In keeping with his campaign promise to make America safer, President Donald Trump’s crackdown on illegal immigration has resulted in the deportation of many criminal illegals, but he’s come up against legal brick walls in his efforts to suspend refugee arrivals and temporarily block visitors from countries that sponsor terrorists.
Now Homeland Security Secretary John Kelly is responsible for deciding what to do with the roughly 50,000 Haitians currently enrolled in the Temporary Protected Status program.
The Obama administration included Haiti in the Temporary Protected Status program shortly after the area was destroyed in January 2010 by an earthquake that killed approximately 300,000 people. Since then, all Haitians who came to the U.S. before Jan. 12, 2011 (legally or illegally) have been eligible to stay.
However, this protection for Haitians will expire on July 22, so the Trump administration has to decide by May 23 whether or not to extend their stay.
In an unorthodox move, the Trump administration is using the rate of crimes committed in the U.S. by Haitians as a litmus test in making this decision. Inquiries into the community’s criminal history were made in internal U.S. Citizenship and Immigration Services emails obtained by The Associated Press.
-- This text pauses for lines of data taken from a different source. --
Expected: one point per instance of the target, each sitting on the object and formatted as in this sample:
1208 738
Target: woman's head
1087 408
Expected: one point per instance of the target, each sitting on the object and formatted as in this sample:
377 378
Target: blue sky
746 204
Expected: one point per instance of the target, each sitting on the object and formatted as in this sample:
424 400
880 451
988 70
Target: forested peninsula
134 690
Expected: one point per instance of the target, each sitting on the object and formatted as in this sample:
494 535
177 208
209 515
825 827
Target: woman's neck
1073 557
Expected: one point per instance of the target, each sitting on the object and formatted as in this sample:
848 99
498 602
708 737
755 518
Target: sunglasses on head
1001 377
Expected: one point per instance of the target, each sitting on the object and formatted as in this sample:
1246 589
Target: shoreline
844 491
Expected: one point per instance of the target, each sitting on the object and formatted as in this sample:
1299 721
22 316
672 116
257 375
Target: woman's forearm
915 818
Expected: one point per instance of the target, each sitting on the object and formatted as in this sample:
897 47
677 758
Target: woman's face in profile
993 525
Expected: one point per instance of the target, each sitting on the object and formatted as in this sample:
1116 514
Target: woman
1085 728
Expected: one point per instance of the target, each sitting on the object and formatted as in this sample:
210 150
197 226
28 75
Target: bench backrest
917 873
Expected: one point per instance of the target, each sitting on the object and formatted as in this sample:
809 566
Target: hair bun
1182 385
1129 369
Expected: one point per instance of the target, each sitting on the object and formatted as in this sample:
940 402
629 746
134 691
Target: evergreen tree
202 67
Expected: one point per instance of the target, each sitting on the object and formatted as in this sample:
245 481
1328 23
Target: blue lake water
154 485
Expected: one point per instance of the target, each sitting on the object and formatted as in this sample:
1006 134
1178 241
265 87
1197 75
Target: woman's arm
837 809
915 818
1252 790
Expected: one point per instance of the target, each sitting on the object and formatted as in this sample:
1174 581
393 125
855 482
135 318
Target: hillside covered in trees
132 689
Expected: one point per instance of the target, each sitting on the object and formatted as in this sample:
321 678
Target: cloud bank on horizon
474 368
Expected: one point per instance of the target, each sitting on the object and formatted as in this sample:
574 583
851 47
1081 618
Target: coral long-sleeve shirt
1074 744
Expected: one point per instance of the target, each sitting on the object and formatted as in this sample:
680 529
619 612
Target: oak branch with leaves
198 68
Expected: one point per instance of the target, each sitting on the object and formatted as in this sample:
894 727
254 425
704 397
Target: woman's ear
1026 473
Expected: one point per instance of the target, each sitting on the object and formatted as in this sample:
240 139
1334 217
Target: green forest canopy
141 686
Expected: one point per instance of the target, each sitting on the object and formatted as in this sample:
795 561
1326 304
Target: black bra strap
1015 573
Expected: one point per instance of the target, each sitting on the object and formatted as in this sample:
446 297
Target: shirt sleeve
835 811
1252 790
“The emails don’t make clear if Haitian misdeeds will be used to determine whether they can remain in the United States,” said the AP report, which notes that the decision to extend their stay would normally depend on whether conditions in their home country have improved enough for them to return. But the inquiries suggest that criminality will be factored into the decision, which falls to Kelly.
USCIS’ acting director James McCament said in an April 10 memo that the Haitians should go home, because Haiti is no longer in crisis despite its poverty and political instability.
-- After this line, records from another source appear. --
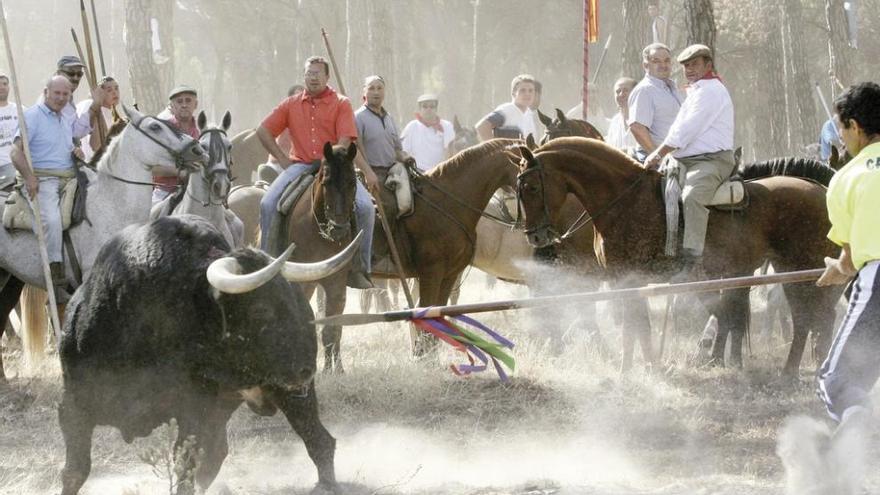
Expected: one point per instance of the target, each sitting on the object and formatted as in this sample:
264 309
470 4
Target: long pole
580 298
34 202
585 95
98 39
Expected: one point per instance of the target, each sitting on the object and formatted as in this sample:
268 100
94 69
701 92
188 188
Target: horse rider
8 128
380 144
91 143
50 140
316 116
515 118
701 141
619 134
428 138
853 198
183 101
654 102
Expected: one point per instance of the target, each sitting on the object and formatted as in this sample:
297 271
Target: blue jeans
365 212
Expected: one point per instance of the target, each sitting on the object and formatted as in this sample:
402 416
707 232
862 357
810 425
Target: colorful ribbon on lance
470 343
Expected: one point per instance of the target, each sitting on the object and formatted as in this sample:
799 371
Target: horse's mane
598 150
469 156
803 168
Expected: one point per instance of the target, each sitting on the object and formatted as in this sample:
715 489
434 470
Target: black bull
146 338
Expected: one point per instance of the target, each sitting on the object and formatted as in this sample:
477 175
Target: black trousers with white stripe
853 363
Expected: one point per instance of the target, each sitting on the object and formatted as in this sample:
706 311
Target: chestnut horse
785 223
320 225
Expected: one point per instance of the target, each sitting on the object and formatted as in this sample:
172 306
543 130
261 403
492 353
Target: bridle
181 157
208 174
582 221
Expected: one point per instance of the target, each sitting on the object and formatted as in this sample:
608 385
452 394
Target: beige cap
694 51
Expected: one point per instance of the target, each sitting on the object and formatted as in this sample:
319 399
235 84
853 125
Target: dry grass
568 423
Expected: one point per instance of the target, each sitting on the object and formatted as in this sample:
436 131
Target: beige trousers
703 175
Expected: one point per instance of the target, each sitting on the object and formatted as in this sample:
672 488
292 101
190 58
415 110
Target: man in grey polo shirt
654 102
379 141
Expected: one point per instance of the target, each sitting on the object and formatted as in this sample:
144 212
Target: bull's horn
225 275
309 272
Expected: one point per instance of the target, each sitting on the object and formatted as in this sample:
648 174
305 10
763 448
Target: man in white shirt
8 128
654 102
618 134
701 139
513 116
428 138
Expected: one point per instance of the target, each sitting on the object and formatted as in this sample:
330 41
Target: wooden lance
34 202
579 298
395 256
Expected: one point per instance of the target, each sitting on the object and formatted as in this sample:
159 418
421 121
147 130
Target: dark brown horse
563 126
320 226
785 223
437 241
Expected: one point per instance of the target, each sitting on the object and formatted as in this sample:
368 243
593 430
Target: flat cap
694 51
180 90
70 61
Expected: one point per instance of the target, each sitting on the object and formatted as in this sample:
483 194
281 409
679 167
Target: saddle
730 196
17 214
276 242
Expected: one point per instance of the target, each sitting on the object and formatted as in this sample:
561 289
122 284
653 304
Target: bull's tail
34 323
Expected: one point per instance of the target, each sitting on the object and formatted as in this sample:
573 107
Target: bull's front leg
76 428
302 414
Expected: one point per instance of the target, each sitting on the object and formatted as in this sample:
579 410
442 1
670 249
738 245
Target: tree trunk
150 81
477 105
637 35
804 122
700 20
841 55
771 115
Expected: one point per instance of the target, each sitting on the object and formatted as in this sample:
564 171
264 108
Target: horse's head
563 126
215 176
539 193
337 184
465 137
157 142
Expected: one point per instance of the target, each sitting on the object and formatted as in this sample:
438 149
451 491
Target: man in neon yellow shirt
853 363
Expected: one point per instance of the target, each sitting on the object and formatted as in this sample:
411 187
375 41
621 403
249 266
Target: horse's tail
803 168
34 322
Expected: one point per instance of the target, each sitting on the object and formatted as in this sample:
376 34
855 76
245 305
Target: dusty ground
568 423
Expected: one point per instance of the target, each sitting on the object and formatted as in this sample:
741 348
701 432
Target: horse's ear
544 119
132 113
834 158
328 151
528 156
560 116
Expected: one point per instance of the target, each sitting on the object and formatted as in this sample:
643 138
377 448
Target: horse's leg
9 296
812 310
76 428
331 335
733 320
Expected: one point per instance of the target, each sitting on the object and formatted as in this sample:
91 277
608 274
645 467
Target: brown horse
437 241
563 126
785 223
320 226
The emails show that Homeland Security personnel are delving into many details about the Haitians here so that Kelly can make an informed decision.
“Please dig for any stories (successful or otherwise) that would show how things are in Haiti – i.e. rebuilding stories, work of nonprofits, how the U.S. is helping certain industries,” Kathy Nuebel Kovarik, the USCIS head of policy and strategy, wrote on April 28. “We should also find any reports of criminal activity by any individual with TPS. Even though it’s only a snapshot and not representative of the entire situation, we need more than ‘Haiti is really poor’ stories.”
Much of the data was not available or very difficult to find, but the emails show that Haiti has benefited from roughly $1.3 billion in remittances from the United States in 2015. According to the AP report, “Officials said they could only guess how much came from the temporarily protected group, which comprise only a fraction of the estimated 954,000-strong Haitian diaspora in the United States.”
Puzzled by the inquiries about Haitian criminality, Maria Odom, a former Citizenship and Immigration Services ombudsman who served in the Obama administration, said the government already checks criminal histories of applicants and denies protections to those who’ve broken U.S. laws.
“You should not craft a humanitarian policy based on the few,” said Odom.